NER is a typical sequence labeling task
The most classic example is:
- named entity recognition
But it is not only used for NER
It can also be used for:
- slot filling
- keyword extraction
- event trigger identification
So it is a “foundational skill” for information extraction
Many extraction systems become more complex later, but the most basic first step is often still:
- mark the key spans first
Common Pitfalls
Mistake 1: Treating sequence labeling like ordinary classification
The biggest difference from sentence-level classification is:
- the output is sequence-aligned
Mistake 2: Only looking at labels and ignoring boundary recovery
Real systems care more about the final extracted entity spans, not the label table itself.
Mistake 3: Designing the label scheme casually
If the label design is messy, both the model and the evaluation will become messy too.
Summary
The most important takeaway from this lesson is to build one core intuition:
The core of sequence labeling is to assign labels to each token in the input sequence, so that the key spans and boundaries inside the sentence can be recovered.

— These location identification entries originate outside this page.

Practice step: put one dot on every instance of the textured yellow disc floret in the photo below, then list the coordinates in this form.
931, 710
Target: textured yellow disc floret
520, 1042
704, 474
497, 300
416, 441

Once this intuition is solid, it will be much smoother to learn NER, BiLSTM+CRF, and information extraction projects later.
Exercises
- Add another time entity to the example, such as
2025, and write a BIO label sequence yourself. - Why is the key role of the BIO label scheme to express entity boundaries?
- Explain in your own words: what is the biggest difference between sequence labeling and text classification?
- Think about this: if an invalid
I-XXXappears in the label sequence, how should the system handle it more robustly?